Darkstar’s News From Nowhere is transient and fragile. Upon first listen, I could only hear it as monotonous, and I still do if the light doesn’t shine a certain way at a particular time of day. But that seems to be part of their point. The lugging, languorous build to the finish is definitely a statement, a nod towards the human condition, and the level of subtlety in News From Nowhere is stunning when studied or when the listener allows the album in full to wash over them. But without that push, without these conditions, the album doesn’t reach the point of sublimity as intended: as simple as News From Nowhere is in structure, the listener really has to engage to work with it and meet it on its terms, and those terms are found in Darkstar’s points of deconstruction.
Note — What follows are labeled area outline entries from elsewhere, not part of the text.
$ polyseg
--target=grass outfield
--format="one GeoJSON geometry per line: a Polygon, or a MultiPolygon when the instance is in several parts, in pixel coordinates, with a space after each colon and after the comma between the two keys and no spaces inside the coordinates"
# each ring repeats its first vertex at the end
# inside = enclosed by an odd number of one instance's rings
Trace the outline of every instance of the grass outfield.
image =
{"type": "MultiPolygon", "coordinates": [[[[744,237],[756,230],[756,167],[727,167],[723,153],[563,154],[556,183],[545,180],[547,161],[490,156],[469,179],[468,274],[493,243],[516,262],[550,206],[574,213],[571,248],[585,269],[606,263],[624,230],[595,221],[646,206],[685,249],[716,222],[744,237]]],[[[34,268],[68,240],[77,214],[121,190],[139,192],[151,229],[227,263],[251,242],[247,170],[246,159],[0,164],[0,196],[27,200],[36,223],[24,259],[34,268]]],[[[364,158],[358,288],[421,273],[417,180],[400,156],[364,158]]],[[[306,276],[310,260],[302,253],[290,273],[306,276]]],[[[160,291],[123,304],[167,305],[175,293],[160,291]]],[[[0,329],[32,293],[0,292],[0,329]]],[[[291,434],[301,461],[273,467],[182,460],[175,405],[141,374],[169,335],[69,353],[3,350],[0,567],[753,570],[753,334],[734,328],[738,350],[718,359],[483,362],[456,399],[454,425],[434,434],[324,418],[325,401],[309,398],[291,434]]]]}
The band’s debut North distorted both the lines of genre — dubstep, in particular — and the very notion of what a band and its constituents can be, and it received widespread acclaim. Thankfully, the deconstruction of individuals and their relationship to both the core of the band and the genres in which they employ seems to carry over, if not pushed further on News From Nowhere. At a time when indie is being either swallowed up by flirtations with electronic music (see: Centipede Hz and MGMT’s ideas for their next release), moving farther away from the “dance floor” and further into one’s own core is an important step: more zen-centering than Dionysian. Darkstar are essentially finishing the movement that they themselves helped start, which justifies the move from Hyperdub to Warp, a label known for its melding of man and machine, the physical and the technological.
News From Nowhere attempts to look past the trappings of electronic genres and devote themselves to a more spare genre source: ambient. Opening track “Light Body Clock Starter” immediately calls to mind Brian Eno’s experiments with Harold Budd or A Winged Victory For the Sullen, testing the grounds of the sustainability of tone both electronic and organic, the two meshing together and becoming indistinguishable. The voice is vocoded and shredded, making it more impressionistic, vaporous: getting to the core of a machine is Darkstar’s aim.
The impressions made are that the sublime, the relinquishing of the self can only come with work and time. “-” seems to come from a similar place as The King of Limbs’ latter tracks, which speaks to the notion of human fallibility and fragility, helping make News From Nowhere a decidedly beautiful album.